Rhoden has called Richardson his muse. Both veterans of the
Alvin Ailey company, they moved on in 1994 to found Complexions.
They gathered a few talented friends—dancers who were also
musicians, costumers, designers and poets—with the aim of
taking dance a step further and showing off the many dimensions
of their original work.
They had instant success. The company has grown from half-a-dozen
founding members to 20. By the cofounders’ design, the company
is multiracial and multinational. When you see them on stage,
though, they are more alike than different. They all dance
with the in-your-face attitude of Ailey dancers, while Rhoden’s
choreography also is influenced by the push-me, pull-you extremities
of William Forsythe’s Ballet Frankfurt.
The Ailey sass and the Forsythe anger suffused I’m Gonna
Leave You, a duet for Edward Franklin and Heather Hamilton,
which they danced at the heart of Pretty Gritty Suite,
set to 11 blues and jazz standards sung by Simone.
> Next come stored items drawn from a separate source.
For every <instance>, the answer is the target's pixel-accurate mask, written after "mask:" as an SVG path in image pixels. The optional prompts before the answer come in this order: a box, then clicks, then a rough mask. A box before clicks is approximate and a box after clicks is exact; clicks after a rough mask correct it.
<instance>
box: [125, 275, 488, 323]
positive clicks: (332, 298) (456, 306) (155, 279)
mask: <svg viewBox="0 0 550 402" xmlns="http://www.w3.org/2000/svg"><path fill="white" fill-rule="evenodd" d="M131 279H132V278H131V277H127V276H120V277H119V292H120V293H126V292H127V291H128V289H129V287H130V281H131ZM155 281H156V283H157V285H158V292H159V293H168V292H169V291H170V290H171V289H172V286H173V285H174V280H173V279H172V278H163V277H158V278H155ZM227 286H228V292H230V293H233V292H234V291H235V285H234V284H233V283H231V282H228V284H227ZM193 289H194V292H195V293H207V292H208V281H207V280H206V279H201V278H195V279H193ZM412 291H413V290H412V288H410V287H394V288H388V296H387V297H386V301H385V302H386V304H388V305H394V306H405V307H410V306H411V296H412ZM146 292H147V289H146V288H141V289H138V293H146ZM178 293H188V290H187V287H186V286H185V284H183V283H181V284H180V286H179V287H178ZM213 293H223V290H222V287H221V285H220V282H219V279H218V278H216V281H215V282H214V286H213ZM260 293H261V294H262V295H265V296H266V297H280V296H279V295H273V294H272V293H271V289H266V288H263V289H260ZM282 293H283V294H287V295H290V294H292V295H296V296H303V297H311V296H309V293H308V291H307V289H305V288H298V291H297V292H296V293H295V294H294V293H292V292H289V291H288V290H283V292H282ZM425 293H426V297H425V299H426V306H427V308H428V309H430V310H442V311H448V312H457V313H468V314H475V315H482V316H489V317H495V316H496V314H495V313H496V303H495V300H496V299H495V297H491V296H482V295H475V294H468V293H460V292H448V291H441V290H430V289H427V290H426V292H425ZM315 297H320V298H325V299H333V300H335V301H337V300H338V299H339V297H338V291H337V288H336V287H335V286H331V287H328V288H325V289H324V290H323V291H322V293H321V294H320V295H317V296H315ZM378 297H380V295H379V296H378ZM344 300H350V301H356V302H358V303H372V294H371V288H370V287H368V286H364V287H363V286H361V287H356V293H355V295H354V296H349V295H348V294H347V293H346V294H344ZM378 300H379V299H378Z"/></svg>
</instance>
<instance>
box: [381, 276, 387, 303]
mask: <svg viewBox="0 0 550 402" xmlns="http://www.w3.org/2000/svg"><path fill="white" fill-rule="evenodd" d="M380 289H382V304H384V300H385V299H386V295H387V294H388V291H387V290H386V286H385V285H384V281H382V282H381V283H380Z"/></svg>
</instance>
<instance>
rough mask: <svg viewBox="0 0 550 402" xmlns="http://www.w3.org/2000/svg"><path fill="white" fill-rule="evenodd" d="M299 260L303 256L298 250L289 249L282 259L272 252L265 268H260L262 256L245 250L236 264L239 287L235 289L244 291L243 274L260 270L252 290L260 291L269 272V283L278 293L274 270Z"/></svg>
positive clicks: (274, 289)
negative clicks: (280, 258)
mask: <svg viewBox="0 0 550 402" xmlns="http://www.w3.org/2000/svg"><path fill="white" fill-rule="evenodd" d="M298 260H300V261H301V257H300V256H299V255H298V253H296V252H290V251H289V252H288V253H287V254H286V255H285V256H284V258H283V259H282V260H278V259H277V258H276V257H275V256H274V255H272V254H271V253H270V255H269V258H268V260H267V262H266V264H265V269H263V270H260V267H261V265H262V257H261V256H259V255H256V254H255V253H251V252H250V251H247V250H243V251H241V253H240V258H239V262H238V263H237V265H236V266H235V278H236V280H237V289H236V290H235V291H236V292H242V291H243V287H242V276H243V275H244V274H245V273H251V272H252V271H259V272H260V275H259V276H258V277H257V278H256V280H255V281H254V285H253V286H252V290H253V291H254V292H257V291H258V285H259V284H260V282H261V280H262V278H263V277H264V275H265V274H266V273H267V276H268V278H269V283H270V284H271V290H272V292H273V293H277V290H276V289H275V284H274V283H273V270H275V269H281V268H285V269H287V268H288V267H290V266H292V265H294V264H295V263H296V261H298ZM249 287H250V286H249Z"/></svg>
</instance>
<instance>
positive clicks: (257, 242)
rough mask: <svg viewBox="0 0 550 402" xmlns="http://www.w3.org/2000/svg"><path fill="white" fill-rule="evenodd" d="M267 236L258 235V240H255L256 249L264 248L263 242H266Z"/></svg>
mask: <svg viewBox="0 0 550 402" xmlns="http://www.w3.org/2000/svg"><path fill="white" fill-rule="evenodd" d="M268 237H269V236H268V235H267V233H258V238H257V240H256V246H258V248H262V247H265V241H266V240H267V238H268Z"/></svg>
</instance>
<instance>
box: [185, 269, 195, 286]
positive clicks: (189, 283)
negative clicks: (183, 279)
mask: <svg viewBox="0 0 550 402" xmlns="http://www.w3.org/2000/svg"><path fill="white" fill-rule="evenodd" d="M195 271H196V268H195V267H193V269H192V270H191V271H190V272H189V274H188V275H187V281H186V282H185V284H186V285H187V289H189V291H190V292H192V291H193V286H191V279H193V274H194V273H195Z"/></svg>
It was
a duet as duel, marked by kicking, spanking and hair pulling—all
with a jazzy swing.
Simone was an empress who could treat a blues as an art song
or a novelty number as a call to arms. Rhoden chose from Simone’s
great range in Pretty Gritty Suite, including a devilish
“I Put a Spell on You” for an androgynous male and two strong
women; a witty, jukin’ “Gimme Some” for a grinding, hunched-over
male quartet; and “Mood Indigo” as an adagio ballet for Alicia
Graf and Brian Chung.
The suite encompassed romance, anger, despair, racial pride,
and a golden-lit full-company finale whose long diagonal structure
reminded me of “Rock-a My Soul,” which was Ailey’s rafter-ringing
finale for his Revelations.
Pretty
Gritty was the last and most fulfilling part of Complexions’
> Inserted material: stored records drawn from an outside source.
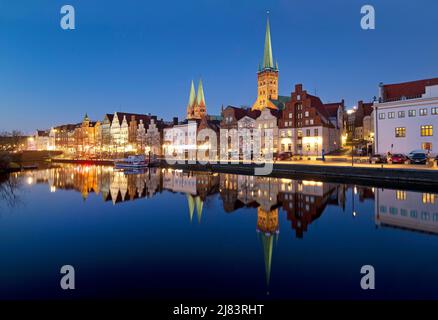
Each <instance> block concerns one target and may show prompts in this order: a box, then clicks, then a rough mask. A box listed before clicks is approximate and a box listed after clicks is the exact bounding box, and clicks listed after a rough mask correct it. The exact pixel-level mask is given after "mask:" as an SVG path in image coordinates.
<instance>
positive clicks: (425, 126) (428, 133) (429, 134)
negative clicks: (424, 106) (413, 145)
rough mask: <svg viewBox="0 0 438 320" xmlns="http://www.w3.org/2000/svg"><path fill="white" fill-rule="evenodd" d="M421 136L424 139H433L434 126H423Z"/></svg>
mask: <svg viewBox="0 0 438 320" xmlns="http://www.w3.org/2000/svg"><path fill="white" fill-rule="evenodd" d="M421 136H422V137H431V136H433V126H431V125H428V126H421Z"/></svg>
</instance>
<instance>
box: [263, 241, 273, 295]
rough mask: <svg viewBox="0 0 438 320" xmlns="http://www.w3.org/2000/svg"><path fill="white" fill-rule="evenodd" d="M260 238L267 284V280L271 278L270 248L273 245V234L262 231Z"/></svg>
mask: <svg viewBox="0 0 438 320" xmlns="http://www.w3.org/2000/svg"><path fill="white" fill-rule="evenodd" d="M261 240H262V245H263V257H264V258H265V272H266V285H267V286H269V281H270V279H271V266H272V248H273V245H274V236H273V235H266V234H264V233H262V234H261Z"/></svg>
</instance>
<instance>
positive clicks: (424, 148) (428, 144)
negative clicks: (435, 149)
mask: <svg viewBox="0 0 438 320" xmlns="http://www.w3.org/2000/svg"><path fill="white" fill-rule="evenodd" d="M421 149H423V150H429V151H432V142H423V143H422V144H421Z"/></svg>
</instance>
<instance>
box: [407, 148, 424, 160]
mask: <svg viewBox="0 0 438 320" xmlns="http://www.w3.org/2000/svg"><path fill="white" fill-rule="evenodd" d="M417 153H423V154H425V155H428V154H429V151H428V150H421V149H420V150H413V151H411V152H409V154H408V158H409V159H410V158H412V156H413V155H414V154H417Z"/></svg>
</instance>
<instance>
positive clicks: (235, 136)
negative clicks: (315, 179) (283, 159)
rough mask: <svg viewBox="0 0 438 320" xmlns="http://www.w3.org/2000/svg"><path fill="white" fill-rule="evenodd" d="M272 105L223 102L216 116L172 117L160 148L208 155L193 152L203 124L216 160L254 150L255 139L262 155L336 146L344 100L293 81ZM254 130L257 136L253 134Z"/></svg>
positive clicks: (338, 148)
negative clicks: (251, 106) (296, 82)
mask: <svg viewBox="0 0 438 320" xmlns="http://www.w3.org/2000/svg"><path fill="white" fill-rule="evenodd" d="M190 96H191V95H190ZM190 99H193V98H190ZM279 101H280V102H279ZM277 106H278V107H276V108H269V107H265V108H245V107H235V106H228V107H226V108H222V112H221V115H220V116H219V117H212V116H204V117H203V118H202V119H186V120H185V121H182V122H177V121H176V122H175V121H174V123H173V125H172V126H169V127H168V128H165V129H164V138H163V153H164V154H167V155H170V156H172V155H173V156H176V155H178V156H179V158H181V157H182V158H184V159H195V158H196V154H198V156H206V157H207V156H208V153H207V154H206V153H204V152H198V150H199V148H200V145H205V144H206V140H205V139H203V137H199V133H200V132H201V131H202V130H203V129H205V128H209V129H212V130H213V131H214V133H215V136H216V139H217V140H216V148H215V150H214V152H215V153H216V154H217V156H216V157H215V158H214V159H216V160H219V159H220V160H233V159H234V160H237V159H239V157H240V158H242V155H243V154H244V152H245V150H246V148H248V149H249V150H252V151H253V150H255V147H254V145H255V144H256V143H258V144H259V148H258V152H259V153H260V155H261V156H263V155H267V154H268V153H271V154H279V153H283V152H291V153H293V154H295V155H301V156H322V154H323V153H325V154H327V153H329V152H332V151H335V150H337V149H339V148H340V147H341V135H342V131H343V117H344V109H345V106H344V101H340V102H337V103H330V104H324V103H322V102H321V99H320V98H319V97H316V96H313V95H311V94H309V93H308V92H307V91H306V90H303V87H302V85H301V84H298V85H296V86H295V90H294V91H293V92H292V93H291V96H290V97H281V100H280V99H278V100H277ZM260 109H261V110H260ZM245 129H246V130H247V131H245ZM256 129H257V131H256ZM248 133H249V135H248ZM255 133H257V134H259V136H257V137H256V136H255ZM268 136H269V139H270V140H268ZM257 139H259V140H258V141H257ZM254 157H255V155H254V154H252V158H254ZM210 159H211V158H210ZM198 160H199V159H198Z"/></svg>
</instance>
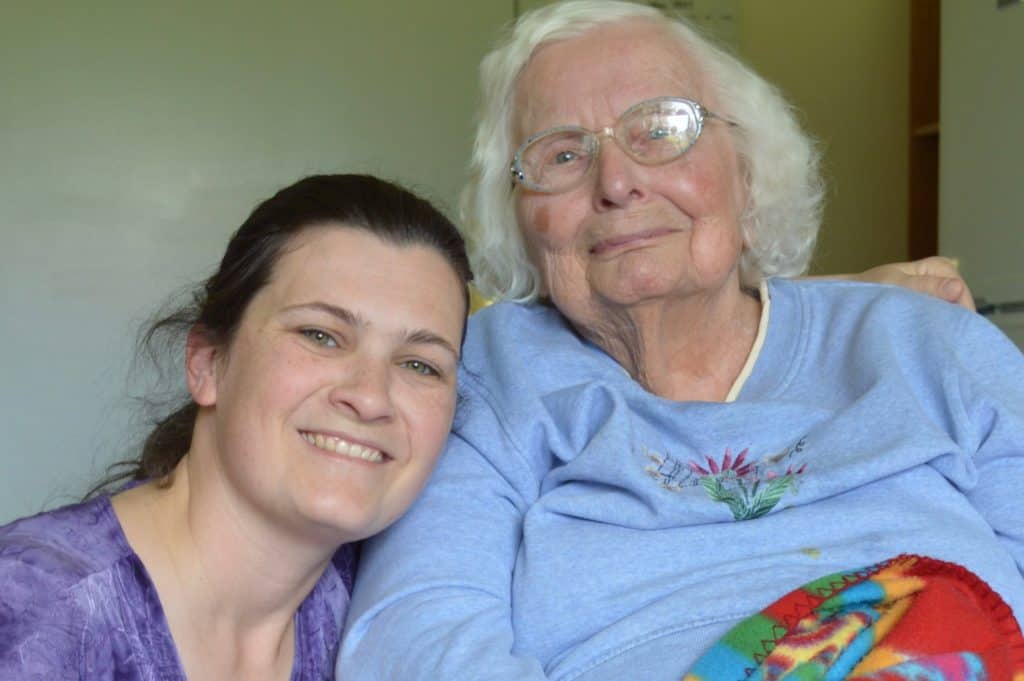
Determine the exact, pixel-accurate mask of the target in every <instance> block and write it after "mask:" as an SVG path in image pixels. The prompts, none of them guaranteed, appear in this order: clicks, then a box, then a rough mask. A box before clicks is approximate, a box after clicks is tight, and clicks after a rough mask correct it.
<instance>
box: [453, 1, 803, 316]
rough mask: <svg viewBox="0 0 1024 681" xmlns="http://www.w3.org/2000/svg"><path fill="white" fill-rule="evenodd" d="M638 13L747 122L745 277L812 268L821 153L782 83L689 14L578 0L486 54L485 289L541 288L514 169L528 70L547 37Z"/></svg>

very full program because it displayed these top-of-the-line
dancers in a full spectrum of moods and rhythms and in combinations
from duets to the full-shot finale.
Rhoden’s touch was less sure in Red/The Force, a full-company
mishmash that opened the program. Red is part of a
three-act ballet, Anthem, that expresses Rhoden’s views
of the United States and how our country is seen by others,
especially after our post-Sept. 11 aggression in Iraq.
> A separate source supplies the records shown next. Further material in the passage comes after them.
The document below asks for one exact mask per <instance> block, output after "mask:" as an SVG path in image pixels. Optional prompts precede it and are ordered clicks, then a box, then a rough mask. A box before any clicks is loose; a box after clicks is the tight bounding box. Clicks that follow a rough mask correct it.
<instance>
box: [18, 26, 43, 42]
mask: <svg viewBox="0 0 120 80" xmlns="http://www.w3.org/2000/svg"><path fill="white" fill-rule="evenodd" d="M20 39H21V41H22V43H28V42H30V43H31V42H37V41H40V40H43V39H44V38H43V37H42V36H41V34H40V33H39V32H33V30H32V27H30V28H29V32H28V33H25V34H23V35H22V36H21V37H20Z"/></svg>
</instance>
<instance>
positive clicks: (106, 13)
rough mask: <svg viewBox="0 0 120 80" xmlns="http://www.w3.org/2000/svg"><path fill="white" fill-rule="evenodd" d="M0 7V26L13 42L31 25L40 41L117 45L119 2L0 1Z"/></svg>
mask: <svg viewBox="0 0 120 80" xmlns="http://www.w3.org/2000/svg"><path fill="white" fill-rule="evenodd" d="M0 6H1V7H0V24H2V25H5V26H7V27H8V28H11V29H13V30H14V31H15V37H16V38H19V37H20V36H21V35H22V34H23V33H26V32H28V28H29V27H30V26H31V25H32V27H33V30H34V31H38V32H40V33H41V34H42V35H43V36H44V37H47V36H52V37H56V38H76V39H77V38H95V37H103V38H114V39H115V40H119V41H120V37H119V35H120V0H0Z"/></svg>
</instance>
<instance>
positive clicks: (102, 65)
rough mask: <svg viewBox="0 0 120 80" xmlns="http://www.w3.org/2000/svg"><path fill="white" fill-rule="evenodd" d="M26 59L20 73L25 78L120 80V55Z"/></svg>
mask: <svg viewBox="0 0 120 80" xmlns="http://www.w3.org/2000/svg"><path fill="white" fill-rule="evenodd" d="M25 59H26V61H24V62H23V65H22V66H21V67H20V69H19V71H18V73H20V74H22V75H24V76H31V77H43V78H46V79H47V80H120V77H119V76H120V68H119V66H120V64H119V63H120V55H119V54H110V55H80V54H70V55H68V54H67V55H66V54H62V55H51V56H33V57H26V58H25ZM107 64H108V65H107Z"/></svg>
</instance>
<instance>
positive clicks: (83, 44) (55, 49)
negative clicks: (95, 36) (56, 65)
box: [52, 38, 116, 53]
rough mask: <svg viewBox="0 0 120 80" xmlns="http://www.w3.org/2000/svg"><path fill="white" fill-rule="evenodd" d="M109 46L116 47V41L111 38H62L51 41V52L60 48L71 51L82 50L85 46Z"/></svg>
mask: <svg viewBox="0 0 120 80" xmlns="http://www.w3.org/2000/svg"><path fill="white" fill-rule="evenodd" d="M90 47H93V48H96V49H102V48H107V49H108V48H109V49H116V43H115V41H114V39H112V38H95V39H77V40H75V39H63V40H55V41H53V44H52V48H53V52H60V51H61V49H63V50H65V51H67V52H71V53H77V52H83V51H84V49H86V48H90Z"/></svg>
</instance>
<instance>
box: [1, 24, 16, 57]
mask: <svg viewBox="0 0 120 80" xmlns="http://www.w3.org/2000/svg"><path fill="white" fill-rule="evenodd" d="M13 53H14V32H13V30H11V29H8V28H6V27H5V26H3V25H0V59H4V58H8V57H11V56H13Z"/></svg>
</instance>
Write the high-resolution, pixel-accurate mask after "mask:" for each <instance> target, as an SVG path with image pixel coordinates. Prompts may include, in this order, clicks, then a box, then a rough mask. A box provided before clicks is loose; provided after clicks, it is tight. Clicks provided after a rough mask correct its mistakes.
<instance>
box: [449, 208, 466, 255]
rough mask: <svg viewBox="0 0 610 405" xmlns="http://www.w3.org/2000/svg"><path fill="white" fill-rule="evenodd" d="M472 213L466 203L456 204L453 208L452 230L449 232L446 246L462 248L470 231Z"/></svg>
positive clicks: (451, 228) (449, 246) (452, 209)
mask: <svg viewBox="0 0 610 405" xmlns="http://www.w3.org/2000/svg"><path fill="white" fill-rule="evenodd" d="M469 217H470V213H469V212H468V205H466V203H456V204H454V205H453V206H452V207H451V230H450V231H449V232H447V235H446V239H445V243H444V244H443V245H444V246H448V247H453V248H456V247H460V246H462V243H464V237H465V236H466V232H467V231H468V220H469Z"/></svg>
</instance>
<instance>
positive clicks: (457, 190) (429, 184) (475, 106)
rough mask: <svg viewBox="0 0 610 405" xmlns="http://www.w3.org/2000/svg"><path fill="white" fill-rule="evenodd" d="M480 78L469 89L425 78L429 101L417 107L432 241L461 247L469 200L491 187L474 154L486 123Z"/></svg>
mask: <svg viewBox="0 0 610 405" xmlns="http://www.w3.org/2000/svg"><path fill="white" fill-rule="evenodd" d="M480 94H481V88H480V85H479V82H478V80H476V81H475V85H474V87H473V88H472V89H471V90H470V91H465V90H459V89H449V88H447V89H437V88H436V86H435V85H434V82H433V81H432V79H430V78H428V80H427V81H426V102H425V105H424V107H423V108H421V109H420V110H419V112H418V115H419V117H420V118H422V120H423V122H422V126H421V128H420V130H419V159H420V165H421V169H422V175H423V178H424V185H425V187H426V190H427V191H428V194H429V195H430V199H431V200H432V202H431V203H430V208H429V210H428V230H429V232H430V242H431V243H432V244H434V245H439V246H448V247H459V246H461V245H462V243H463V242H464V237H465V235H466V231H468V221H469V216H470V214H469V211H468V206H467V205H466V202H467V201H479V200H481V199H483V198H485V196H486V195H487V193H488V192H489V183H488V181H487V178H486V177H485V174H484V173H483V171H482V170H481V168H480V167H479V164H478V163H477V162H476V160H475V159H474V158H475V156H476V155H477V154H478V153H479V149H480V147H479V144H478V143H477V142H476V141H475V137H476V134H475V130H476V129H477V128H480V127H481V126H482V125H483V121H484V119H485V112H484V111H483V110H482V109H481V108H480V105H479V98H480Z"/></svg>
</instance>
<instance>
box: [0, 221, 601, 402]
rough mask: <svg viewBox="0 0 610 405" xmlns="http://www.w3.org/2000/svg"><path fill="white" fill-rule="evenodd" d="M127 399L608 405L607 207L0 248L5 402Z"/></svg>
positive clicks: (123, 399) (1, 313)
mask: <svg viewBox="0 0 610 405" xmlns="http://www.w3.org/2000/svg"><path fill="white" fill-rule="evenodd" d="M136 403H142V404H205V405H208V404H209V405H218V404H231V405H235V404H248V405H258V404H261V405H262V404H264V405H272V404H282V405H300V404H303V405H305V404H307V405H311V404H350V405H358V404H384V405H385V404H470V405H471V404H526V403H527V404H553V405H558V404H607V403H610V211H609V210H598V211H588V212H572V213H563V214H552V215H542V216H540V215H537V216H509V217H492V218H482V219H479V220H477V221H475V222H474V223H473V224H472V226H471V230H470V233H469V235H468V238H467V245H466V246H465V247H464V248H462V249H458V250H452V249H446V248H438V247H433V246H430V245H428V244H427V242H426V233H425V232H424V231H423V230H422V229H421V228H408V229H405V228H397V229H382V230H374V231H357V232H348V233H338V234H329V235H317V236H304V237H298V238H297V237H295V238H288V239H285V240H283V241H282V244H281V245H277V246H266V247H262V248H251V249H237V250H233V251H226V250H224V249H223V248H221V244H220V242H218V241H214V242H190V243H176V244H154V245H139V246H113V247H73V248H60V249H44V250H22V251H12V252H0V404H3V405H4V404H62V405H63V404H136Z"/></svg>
It’s a worthy subject, but the choreographer has a lot of
editing to do if he wants to make his meaning plain. The leading
dancers, including Richardson (substituting for Chung) and
Hamilton are obscured by the clutter of a too-large, too-busy
corps.
Richardson’s moving and triumphant So Low was part
of a smaller-scale sampling of excerpts from Rhoden works
over the past three years. Again, the choreographer seems
to be eager to show us everything he’s got, all in one program.
Unlike the crowded madness of Red, these duets, trios
and quartets were gems.
Music ranged from J.S. Bach to Annie Lennox. The action was
full of sudden contrasts, from slow and liquid passages to
frenetic, fractured moves, always with that undertone of violence
imported from Ballet Frankfurt. We’re talking love as combat;
ballet with a kick.
Sarita Allen and Franklin, both long-time Ailey dancers, performed
a poisonous Sweet Low Rise to the singing of Simone.
She raises a knee; he pushes it down. She falls backward into
his arms and he travels, so she has skitter her feet to keep
up. It’s killer dancing that leaves the audience limp.
The women of Complexions can raise one leg alongside their
ear to describe six o’clock. The men can fall into a double
backward somersault and rise again in a single elastic move.
Everyone can jump ceiling high and suspend in the air with
their legs in a full split. Really, Rhoden and his dancers
approach ballet as extreme sport, rough, but beautiful.